Reza Uteem : « La compétence de la FSC et de la BoM est de nouveau remise en question »

Il s’inquiète que l’image de Maurice en tant que centre financier n’en prenne un autre mauvais coup avec l’affaire Alvaro Sobrinho. Tout en dénonçant la compétence de la Financial Services Commission (FSC) et de la Banque de Maurice, le député du MMM s’interroge également sur le rôle du gouvernement, l’ancien ministre Roshi Bhadain, mais aussi celui de la Présidente de la République, Ameenah Gurib-Fakim, dans cette affaire. Celle-ci, estime Reza Uteem, doit s’expliquer sur les raisons qui l’ont poussée à s’associer au Planet Earth Institute.

Zahirah RADHA

  •  « Le peuple peut légitimement s’attendre à ce que la Présidente lui donne des explications sur l’affaire Alvaro Sobrinho » 

 

Q : Vous comptez prochainement présenter une ‘motion of disallowance’ sur la hausse du prix des carburants à l’Assemblée nationale. Pourquoi une telle démarche ?

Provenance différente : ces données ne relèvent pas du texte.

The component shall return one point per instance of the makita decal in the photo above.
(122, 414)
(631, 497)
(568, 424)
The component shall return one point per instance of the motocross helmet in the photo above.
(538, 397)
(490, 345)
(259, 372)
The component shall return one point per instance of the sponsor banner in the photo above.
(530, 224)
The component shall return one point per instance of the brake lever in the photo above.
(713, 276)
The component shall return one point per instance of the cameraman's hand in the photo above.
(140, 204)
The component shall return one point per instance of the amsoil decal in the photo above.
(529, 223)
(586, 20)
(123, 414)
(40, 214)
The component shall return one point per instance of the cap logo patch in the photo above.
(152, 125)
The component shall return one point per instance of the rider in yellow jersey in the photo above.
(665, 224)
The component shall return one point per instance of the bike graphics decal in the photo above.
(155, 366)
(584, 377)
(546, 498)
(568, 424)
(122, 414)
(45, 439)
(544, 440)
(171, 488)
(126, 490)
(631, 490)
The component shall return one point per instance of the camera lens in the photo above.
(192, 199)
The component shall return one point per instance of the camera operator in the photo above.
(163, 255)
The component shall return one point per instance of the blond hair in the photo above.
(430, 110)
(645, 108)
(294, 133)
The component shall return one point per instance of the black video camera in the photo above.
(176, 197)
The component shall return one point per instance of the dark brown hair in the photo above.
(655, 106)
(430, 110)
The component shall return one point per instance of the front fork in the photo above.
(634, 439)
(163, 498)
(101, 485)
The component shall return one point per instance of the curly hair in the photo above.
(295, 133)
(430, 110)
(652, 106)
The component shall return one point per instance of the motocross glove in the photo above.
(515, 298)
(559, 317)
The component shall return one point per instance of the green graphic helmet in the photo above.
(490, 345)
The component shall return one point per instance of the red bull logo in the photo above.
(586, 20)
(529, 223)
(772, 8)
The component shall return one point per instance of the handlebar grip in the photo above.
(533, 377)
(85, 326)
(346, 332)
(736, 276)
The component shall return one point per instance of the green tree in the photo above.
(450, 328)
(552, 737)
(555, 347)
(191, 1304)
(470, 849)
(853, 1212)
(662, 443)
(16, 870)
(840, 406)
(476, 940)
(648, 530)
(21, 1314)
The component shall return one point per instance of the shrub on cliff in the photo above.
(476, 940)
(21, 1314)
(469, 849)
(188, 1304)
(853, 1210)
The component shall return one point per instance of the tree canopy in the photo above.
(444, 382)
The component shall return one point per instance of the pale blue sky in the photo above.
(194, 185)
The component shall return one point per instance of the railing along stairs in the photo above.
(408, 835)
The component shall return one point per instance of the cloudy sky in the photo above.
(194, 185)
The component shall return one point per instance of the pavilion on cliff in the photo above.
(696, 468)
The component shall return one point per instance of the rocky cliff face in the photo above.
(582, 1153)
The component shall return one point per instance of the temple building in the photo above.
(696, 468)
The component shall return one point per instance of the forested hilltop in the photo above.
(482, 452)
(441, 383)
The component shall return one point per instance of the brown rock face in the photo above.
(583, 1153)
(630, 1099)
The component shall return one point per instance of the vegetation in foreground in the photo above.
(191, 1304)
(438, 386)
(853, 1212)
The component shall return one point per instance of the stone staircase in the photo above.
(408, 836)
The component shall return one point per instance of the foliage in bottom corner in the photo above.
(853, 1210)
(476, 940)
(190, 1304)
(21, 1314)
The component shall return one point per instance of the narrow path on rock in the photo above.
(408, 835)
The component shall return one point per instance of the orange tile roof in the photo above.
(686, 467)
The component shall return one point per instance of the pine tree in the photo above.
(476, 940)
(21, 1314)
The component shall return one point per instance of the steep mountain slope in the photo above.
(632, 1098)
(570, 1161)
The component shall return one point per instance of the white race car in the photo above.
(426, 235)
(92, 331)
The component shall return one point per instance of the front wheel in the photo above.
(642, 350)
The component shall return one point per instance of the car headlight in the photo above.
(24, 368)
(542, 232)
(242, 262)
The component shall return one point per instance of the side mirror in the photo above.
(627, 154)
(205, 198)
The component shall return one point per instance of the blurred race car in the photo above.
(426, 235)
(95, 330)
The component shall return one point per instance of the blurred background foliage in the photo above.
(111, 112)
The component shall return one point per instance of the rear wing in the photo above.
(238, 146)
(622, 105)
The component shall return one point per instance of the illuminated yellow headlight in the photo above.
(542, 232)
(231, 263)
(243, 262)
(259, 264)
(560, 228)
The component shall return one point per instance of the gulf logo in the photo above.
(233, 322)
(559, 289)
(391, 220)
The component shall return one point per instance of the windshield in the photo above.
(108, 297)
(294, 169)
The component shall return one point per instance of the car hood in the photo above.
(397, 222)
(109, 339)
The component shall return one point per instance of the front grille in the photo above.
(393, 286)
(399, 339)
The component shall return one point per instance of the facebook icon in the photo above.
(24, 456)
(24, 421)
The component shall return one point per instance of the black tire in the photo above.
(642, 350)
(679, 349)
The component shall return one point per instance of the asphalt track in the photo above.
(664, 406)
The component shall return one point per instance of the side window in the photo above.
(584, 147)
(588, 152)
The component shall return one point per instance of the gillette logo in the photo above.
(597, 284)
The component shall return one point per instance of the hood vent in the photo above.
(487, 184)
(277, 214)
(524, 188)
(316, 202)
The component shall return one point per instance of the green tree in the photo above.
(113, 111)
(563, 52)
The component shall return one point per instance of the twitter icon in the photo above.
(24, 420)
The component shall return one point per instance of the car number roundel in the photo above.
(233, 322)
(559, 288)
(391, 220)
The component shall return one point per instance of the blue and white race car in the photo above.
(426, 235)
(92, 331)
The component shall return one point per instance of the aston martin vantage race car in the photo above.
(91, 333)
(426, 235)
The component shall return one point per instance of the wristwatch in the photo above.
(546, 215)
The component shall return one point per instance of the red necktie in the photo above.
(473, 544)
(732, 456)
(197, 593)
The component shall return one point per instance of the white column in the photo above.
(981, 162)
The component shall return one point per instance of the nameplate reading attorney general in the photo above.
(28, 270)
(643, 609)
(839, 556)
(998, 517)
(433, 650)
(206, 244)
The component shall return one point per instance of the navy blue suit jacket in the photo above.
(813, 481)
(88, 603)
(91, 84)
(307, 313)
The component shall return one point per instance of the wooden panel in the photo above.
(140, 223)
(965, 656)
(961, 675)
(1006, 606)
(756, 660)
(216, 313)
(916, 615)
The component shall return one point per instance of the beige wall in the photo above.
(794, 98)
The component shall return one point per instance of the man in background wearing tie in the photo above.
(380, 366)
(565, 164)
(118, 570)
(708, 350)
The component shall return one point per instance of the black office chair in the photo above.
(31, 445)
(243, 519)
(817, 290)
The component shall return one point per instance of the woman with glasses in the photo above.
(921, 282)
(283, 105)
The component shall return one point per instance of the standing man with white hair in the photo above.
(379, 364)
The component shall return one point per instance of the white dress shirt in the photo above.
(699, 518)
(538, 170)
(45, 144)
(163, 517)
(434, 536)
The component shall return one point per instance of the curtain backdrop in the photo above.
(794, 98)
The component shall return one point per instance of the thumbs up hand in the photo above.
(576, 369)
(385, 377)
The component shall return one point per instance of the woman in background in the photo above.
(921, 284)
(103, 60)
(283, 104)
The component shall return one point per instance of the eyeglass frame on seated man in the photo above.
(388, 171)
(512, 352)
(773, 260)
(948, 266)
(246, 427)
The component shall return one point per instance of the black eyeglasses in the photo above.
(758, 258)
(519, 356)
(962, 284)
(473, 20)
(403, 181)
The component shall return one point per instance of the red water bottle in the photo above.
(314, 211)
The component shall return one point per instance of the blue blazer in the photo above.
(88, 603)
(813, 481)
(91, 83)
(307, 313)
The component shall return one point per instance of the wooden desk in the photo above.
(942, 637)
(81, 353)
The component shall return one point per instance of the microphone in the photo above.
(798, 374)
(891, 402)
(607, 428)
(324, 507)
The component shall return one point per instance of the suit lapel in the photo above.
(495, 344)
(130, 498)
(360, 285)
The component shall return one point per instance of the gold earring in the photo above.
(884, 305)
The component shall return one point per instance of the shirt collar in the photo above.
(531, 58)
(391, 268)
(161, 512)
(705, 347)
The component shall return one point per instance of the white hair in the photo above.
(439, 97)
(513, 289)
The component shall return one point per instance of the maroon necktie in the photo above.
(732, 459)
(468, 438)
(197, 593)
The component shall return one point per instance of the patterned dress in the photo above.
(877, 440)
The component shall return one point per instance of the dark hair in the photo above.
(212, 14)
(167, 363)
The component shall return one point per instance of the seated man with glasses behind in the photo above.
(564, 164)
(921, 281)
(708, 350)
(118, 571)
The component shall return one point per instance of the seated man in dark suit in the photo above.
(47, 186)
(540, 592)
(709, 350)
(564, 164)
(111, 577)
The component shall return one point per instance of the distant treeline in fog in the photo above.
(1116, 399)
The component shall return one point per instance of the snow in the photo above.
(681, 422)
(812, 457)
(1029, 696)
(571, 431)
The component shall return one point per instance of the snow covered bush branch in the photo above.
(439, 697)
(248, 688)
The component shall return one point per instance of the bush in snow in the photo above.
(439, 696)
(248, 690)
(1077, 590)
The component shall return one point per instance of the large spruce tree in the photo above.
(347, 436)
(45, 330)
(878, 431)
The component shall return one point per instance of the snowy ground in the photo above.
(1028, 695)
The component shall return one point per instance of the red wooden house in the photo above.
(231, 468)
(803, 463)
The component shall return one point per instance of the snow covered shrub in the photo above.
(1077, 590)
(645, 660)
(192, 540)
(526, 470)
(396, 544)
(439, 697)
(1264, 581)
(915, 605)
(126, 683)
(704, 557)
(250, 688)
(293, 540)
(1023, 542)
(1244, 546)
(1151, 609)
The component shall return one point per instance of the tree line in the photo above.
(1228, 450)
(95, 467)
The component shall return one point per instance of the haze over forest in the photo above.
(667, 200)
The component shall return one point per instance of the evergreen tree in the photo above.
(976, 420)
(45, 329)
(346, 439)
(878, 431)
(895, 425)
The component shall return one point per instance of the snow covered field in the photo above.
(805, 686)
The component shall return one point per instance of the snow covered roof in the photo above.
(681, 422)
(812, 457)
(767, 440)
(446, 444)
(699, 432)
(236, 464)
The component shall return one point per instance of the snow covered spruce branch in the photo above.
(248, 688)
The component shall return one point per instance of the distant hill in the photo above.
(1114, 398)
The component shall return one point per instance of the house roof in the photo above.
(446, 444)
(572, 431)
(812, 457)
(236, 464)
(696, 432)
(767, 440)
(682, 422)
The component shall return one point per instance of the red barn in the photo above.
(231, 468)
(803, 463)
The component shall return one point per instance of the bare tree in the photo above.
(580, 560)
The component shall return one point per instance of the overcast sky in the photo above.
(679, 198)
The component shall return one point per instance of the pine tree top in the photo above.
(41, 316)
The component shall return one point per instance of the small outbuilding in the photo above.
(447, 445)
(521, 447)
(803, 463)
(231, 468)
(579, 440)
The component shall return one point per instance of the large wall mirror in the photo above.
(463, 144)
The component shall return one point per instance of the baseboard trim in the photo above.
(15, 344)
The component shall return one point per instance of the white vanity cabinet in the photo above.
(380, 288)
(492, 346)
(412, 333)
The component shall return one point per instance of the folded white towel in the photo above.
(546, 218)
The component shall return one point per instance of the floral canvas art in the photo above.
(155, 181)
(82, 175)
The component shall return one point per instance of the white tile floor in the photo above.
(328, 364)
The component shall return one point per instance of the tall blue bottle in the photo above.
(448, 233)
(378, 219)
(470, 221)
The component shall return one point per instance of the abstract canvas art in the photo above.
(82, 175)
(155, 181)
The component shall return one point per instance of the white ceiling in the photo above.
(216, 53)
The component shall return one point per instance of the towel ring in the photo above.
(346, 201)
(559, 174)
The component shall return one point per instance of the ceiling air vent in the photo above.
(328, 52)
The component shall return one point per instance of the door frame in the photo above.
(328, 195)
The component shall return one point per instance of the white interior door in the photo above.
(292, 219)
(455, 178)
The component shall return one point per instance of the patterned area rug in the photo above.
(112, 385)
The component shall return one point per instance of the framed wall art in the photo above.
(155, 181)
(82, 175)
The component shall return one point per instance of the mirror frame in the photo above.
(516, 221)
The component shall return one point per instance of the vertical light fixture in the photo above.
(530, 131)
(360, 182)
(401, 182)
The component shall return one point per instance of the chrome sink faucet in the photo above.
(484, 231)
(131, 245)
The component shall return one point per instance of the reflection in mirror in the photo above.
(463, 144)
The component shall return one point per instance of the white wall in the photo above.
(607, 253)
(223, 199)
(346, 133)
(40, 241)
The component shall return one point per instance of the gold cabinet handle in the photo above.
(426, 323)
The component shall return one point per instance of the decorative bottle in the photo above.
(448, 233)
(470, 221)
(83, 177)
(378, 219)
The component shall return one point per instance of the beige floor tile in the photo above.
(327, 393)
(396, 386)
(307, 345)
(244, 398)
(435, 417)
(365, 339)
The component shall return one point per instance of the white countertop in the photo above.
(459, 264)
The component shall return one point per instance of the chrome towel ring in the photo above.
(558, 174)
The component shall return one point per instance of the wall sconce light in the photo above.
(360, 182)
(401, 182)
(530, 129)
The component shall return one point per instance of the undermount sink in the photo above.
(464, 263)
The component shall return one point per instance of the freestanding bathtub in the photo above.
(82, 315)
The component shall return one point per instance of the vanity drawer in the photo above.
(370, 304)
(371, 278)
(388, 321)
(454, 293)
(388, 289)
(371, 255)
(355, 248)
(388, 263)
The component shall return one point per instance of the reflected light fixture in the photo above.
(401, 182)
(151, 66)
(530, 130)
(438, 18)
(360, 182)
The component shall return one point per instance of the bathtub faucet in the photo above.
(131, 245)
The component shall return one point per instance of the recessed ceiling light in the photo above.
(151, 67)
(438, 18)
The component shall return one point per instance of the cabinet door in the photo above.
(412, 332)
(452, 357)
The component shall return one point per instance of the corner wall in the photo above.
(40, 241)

R : Je pense sincèrement qu’une augmentation du prix des carburants n’était pas nécessaire, d’autant qu’il y a suffisamment d’argent dans le Price Stabilization Account. Je pense aussi que la façon dont les prix de l’essence et du diesel sont fixés par l’Automatic Price Mechanism (APM) doit être revue complètement parce qu’il y a trop de taxes. À travers le levy sur le prix des produits pétroliers, le gouvernement a accumulé des milliards de roupies dans le Build Mauritius Fund qui devaient supposément être utilisés pour remplacer nos vieux tuyaux, mais qui n’ont jamais été utilisés comme tels.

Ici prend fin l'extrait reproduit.